En la Resolución del año 2008, se dice que había quedado acreditado que el Juzgado de Primera Instancia nº 2 de Madajahonda vulneró el “deber de secreto” que le incumbía como responsable del fichero dado que el agente de notificaciones (sic) entregó al Conserje de la finca de la denunciante la documentación siguiente: - una Cédula de citación del Juzgado de Primera Instancia n.º 2 de fecha dd/mm/aaaa; - una Diligencia de Presentación de ese Juzgado de fecha dd/mm/aaaa; - un escrito de demanda de divorcio de fecha dd/mm/aaaa; - dos partidas de nacimiento; - y Convenio Regulador de fecha dd/mm/aaaa; sin su consentimiento, a persona distinta de su titular y sin su autorización o concurriese alguno de los supuestos de “comunicación” de los datos personales exceptuados de obtener el “consentimiento” previstos en el artículo 11. 2 de la LOPD.

Debe señalarse que la infracción imputada se consumó con la mera entrega de la documentación relacionada, conteniendo datos personales de la denunciante y familiares sin su “consentimiento” . Por tanto, el Juzgado de Primera Instancia e Instrucción n.º 2 de Majadahonda vulneró el “deber de secreto” que le incumbía, al haber entregado la documentación relacionada a una persona distinta de su titular, lo que suponía una vulneración del artículo 10 de la LOPD.
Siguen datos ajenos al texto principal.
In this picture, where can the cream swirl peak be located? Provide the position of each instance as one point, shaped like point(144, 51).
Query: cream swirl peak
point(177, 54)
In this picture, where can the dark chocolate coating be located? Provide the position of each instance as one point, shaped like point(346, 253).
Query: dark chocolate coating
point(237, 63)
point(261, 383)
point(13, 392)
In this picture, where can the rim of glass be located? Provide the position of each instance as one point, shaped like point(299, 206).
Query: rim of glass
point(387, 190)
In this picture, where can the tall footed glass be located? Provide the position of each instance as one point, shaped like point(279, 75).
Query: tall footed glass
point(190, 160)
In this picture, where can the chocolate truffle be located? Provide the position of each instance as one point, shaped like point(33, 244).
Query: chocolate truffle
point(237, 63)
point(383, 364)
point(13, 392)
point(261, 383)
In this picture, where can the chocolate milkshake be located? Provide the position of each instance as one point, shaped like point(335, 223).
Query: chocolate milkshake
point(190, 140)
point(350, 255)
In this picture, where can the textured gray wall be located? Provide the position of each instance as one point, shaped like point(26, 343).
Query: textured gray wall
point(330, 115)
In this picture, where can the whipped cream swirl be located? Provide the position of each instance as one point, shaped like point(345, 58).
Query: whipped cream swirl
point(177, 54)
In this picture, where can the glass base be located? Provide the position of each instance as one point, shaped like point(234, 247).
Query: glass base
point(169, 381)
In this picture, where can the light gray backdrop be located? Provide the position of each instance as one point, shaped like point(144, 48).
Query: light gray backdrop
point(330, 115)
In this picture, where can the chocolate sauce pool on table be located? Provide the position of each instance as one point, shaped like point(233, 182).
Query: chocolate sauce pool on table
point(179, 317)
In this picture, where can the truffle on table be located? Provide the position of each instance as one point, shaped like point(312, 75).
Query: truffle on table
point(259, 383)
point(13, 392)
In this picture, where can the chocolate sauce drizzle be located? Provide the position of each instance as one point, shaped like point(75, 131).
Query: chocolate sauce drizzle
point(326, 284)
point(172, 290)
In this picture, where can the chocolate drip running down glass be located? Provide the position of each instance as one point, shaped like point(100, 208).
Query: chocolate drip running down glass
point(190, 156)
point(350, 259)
Obviando el hecho que la figura del Agentes de notificaciones no existe en la organización judicial española (como tampoco la “maza”, ni nada más que vean en TELE-5), ni por ende, en la relación de puestos de trabajo de la Ley Orgánica del Poder Judicial, ignoro, sinceramente a que “deber de secreto” se refiere la Agencia y menos aún cuando se lee el extenso artículo 10 LOPD: “El responsable del fichero y quienes intervengan en cualquier fase del tratamiento de los datos de carácter personal estén obligados al secreto profesional respecto de los mismos y al deber de guardarlos, obligaciones que subsistirán aun después de finalizar sus relaciones con el titular del fichero o, en su caso, con el responsable del mismo”.

La diferencia entre las dos Resoluciones del año 2009 se me escapa. De mis limitados conocimientos en derecho administrativo intuyo que por la diferente calidad de los documentos encontrados en la calle o, en donde fuera, la Agencia empitona al Juzgado de Primera Instancia nº 6 de Sevilla por faltar al deber de secreto y salva de la misma suerte a los Juzgados de Primera Instancia nº3 y 6 de Alzira (Valencia). Ni que decir tiene que les ahorro el trance de cualquier exegesis de ambas resoluciones por evidente desconocimiento– para eso les dejo el enlace-, pero si destaco que se hace responsable al Juzgado de Sevilla por falta de medidas de seguridad (o dicho más confusamente, según leo, aunque no entiendo: “la inexistencia de medidas tendentes a paliar la insuficiente adopción de medidas de seguridad”), lo que por sí vulnera sin más la ley y la doctrina jurisprudencial que cita la Agencia (dos sentencias de la Audiencia Nacional de los años 2008 y 2009).

Dejando al margen que ningún Juzgado español ha recibido nunca información o documentación de la Agencia, del Ministerio de Justicia o del Consejo General del Poder Judicial, sobre protección de datos y que tengo dudas razonables sobre la competencia del último para hacer responsable al Secretario judicial de cualquier cosa que no tenga otro endoso mejor, el día 3 de mayo de 2010 se firmó un Convenio de Colaboración entre la Agencia y el CGPJ que en su cláusula segunda, prevé que cuando la primera quiera inspeccionar un juzgado, se lo notificara al segundo y los dos de común acuerdo fijarán fecha en la que los inspectores de las dos instituciones realizarán la “visita”.

Me parece perfecto la firma del convenio; de poca educación que no se haya difundido entre los Secretarios Judiciales (costumbre del Consejo General del Poder Judicial en curso a principio general del derecho) y de chiste, que al día de la fecha nadie haya dicho qué medidas de seguridad pueden adoptarse en un juzgado para paliar la insuficiente adopción de medidas de seguridad.

Por cierto, si alguna institución o agencia se ha quedado fuera que pase, todavía hay sitio en el camarote, perdón en el juzgado.